Damon Salvatore
    c.ai

    The steam from your shower still clung to the bathroom mirror as you stood in front of your dresser, towel wrapped around your body, fingers moving through your damp hair. Mystic Falls nights had a way of settling into your bones—quiet, deceptively peaceful, the kind of calm that made the rest of the world feel far away.

    You’d almost convinced yourself that you were safe here. That nothing from your old life could follow you.

    You were reaching for a clean shirt when—

    “You know, most people knock.”

    Damon’s voice—smooth, amused, and absolutely uninvited—cut through the room a second before he appeared in the doorway. He didn’t even try to hide the way his eyes drifted over you, casual and familiar in that way he’d gotten ever since you moved back.

    You whirled around, clutching the shirt to your chest. “Damon! What the hell—”

    The joke forming on his face died instantly.

    Because the towel had slipped. And he’d seen your back.

    Your scars.

    Long, pale lines. A couple jagged, uneven ones. One deeper than the rest, the one that always pulled tight when you breathed too hard.

    You froze.

    Damon didn’t move. Didn’t breathe.

    The atmosphere in the room changed—went heavy, sharp, like static before a storm. His expression wasn’t Damon’s usual smirk, or even his usual brand of irritation.

    This was something else.

    Hurt. Anger. Confusion.

    And something horribly like guilt for seeing something you didn’t want seen.

    “Who did that to you?” His voice was low. Too low. Controlled in a way that meant he was this close to losing it.

    You swallowed hard, fingers trembling around the shirt. “It’s nothing.”

    Damon’s eyes snapped to yours, blue and burning. “Don’t do that. Don’t tell me a story that big is ‘nothing.’”

    You looked away, shoulders tightening, instinctively trying to turn from him—trying to hide the parts of yourself that were never meant to see daylight.

    He stepped forward—slowly, carefully—like you were a skittish animal he didn’t want to startle. Damon Salvatore. Careful. With you.

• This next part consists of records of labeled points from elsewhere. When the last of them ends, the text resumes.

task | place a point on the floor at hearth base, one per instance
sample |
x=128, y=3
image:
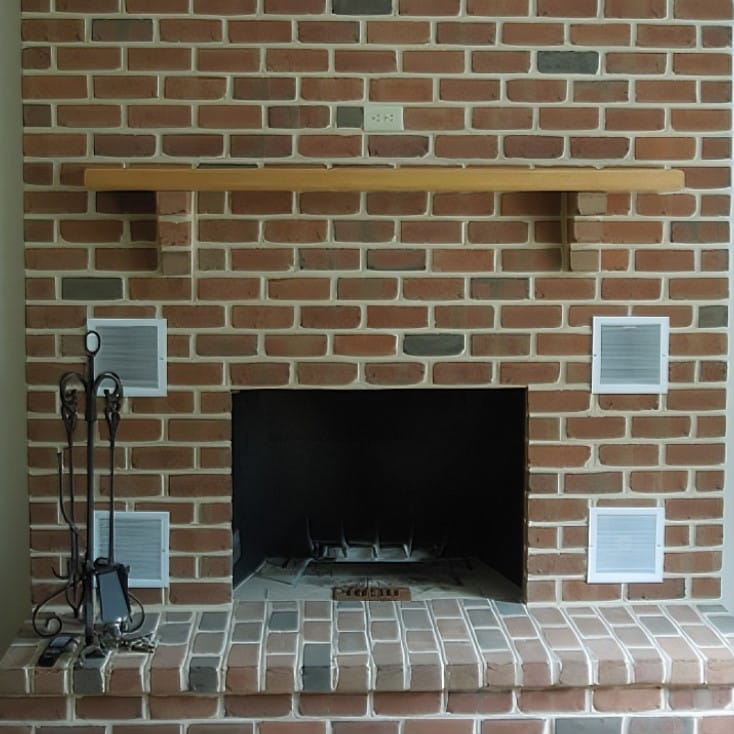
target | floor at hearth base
x=284, y=579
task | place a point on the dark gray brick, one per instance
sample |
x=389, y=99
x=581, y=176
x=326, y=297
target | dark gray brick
x=350, y=117
x=362, y=7
x=710, y=317
x=214, y=621
x=433, y=345
x=89, y=677
x=91, y=289
x=316, y=670
x=204, y=674
x=568, y=62
x=511, y=608
x=209, y=643
x=247, y=632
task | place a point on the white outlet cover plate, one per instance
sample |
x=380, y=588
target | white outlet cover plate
x=381, y=117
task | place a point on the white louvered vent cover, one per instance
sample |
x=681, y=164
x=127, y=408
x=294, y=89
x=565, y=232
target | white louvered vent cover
x=141, y=542
x=135, y=349
x=630, y=354
x=625, y=544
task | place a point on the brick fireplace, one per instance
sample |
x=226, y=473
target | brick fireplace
x=371, y=289
x=383, y=290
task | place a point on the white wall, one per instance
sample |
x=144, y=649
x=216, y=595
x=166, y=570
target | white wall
x=14, y=556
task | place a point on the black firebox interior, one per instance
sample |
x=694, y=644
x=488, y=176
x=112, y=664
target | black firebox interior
x=424, y=472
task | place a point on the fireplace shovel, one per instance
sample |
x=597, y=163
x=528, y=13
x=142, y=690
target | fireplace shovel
x=112, y=577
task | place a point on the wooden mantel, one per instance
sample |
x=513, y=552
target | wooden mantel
x=368, y=178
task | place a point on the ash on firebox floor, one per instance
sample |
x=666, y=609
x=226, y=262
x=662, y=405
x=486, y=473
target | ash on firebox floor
x=280, y=579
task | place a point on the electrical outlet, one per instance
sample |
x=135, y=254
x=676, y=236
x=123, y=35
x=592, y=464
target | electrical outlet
x=383, y=117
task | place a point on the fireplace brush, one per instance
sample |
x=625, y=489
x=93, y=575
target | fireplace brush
x=83, y=571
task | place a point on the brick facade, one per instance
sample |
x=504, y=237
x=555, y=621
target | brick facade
x=312, y=289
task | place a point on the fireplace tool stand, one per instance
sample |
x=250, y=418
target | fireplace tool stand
x=106, y=618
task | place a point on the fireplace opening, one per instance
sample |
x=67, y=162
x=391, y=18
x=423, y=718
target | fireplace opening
x=429, y=478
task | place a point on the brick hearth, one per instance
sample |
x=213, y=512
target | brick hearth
x=454, y=666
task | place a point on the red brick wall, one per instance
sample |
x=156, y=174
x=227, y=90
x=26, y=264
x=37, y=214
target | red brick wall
x=320, y=289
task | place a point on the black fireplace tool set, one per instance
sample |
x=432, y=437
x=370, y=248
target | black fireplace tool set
x=95, y=589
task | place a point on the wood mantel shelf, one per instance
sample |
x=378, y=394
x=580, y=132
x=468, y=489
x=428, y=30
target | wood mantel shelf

    “Hey,” he murmured, his voice softer now as he reached the edge of your space, “look at me.”

    You didn’t.

    He didn’t touch you—not yet—but he was close enough that you could feel the warmth of him at your back.

    “Tell me who did that.”

    His tone had changed again—quieter, but somehow more dangerous. A promise wrapped in velvet.

    You squeezed your eyes shut. “I don’t want to talk about it.”

    “Then don’t talk,” he said. “Just give me a name.”

    You flinched—barely, but he saw it.

    And Damon went completely still.

    Not breathing. Not blinking.

    Predator-still.

    Your heartbeat thundered in your ears. You didn’t want this—you didn’t want pity, or questions, or Damon Salvatore launching himself into whatever bloody revenge fantasy was already forming in his head.

    “Damon, please,” you whispered. “Just… let it go.”

    There was a long stretch of silence.

    Then, very quietly, he said

    “…I can’t.”

    His voice cracked on it. Just a fraction. But enough.

    When he finally touched you, it wasn’t rough or possessive or angry. It was a single hand, gently cupping your shoulder, his thumb brushing your skin like he was scared you’d break under anything more.

    “Someone hurt you,” he said, barely above a whisper, “and you came home like you were the one who had to be ashamed of it.”

    Your throat tightened.

    He turned you slowly, carefully, until you faced him—shirt still clutched to your chest, eyes burning.

    Damon stared at you like he was seeing you for the first time. Not just Elena and Jeremy’s older sister. Not the sarcastic, guarded girl who’d returned to Mystic Falls with a smile that never reached her eyes.

    But someone who had survived something.

    His fingers brushed a damp strand of hair from your cheek.

    “When you’re ready,” he murmured, “you tell me. And when you do?” His jaw flexed, fury flickering behind his eyes. “He won’t lay another hand on anyone ever again.”

    “And until then… I’m not going anywhere.”

    He meant it. God help you—he meant it.